Green Wombat bills itself as covering "the intersection of the environment, technology, business and policy." But if you review the last six posts as of the morning of Nov. 9, every single one concerned some aspect of solar power, with a heavy focus on California. Solar power is exploding in California, and a horde of venture-capital funded start-ups are jostling with each other to get a piece of the action. So while Democrats and Republicans trade jabs over who is responsible for the current price of a gallon of gas, and by the latest reports are fumbling a major opportunity to pass legislation that would significantly boost the production of renewable energy, here in California, something powerful is actually happening.

No doubt, there are bubblish aspects to this solar boom. If you want a sense of just how gaga the financial community is beginning to go over solar, you can't do better than this morning's posting by John Gilluly on the financial blog Seeking Alpha, pumping up the stock of the solar installation company Akeena.

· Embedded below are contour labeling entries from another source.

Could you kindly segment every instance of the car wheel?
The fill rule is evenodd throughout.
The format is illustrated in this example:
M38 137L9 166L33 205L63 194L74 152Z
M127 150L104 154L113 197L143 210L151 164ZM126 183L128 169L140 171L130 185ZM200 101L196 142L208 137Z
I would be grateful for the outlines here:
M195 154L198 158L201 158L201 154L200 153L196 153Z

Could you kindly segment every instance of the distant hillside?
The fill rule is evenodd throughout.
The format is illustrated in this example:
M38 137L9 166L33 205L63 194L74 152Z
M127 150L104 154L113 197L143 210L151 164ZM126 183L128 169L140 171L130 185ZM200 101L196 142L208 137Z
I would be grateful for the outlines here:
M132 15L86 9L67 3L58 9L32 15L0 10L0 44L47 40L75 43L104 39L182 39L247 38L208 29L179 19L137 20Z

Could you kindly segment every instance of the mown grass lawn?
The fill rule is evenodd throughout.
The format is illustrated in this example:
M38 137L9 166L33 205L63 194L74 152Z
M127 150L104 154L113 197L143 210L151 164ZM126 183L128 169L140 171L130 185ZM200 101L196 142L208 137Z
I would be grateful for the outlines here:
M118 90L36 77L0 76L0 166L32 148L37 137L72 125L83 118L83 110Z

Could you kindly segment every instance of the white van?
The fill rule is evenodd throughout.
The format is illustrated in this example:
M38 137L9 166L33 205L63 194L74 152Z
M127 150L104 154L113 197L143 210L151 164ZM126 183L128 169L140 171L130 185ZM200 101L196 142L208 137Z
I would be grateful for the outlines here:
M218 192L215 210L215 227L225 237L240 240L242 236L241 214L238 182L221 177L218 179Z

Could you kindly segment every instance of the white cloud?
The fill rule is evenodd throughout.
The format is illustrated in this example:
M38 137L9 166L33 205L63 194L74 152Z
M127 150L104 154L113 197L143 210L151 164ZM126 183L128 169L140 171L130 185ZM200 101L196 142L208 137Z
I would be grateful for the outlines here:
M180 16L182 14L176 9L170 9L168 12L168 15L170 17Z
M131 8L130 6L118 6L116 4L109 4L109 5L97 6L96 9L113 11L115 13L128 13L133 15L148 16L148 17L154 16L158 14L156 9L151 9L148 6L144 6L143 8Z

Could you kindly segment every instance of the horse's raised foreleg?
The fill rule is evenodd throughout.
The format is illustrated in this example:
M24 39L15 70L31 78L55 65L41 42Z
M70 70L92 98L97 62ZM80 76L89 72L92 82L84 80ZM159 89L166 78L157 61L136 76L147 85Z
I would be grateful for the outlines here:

Among his more hyperbolic enthusing:

  • "The U.S. residential solar market is expected to grow at a 64 percent annual rate for the next three years."

  • "Solar in 2007 is like investing in Yahoo in 1996."

  • "Solar can be more affordable, more doable, and on a parity with oil in 5 years." </ul

And his grand conclusion:

In summary, several trends are creating a virtuous circle for the adoption of solar energy in the U.S.: venture capital research and development; semiconductor companies leveraging their experience with silicon into solar ventures (to diversify their portfolio of offerings); an informed public demanding the political will for green initiatives; the sustained high cost of oil and energy which weaves its way into every part of our lives as a net tax; and demand demand demand.

All this, and the city of Berkeley's hardly gotten started!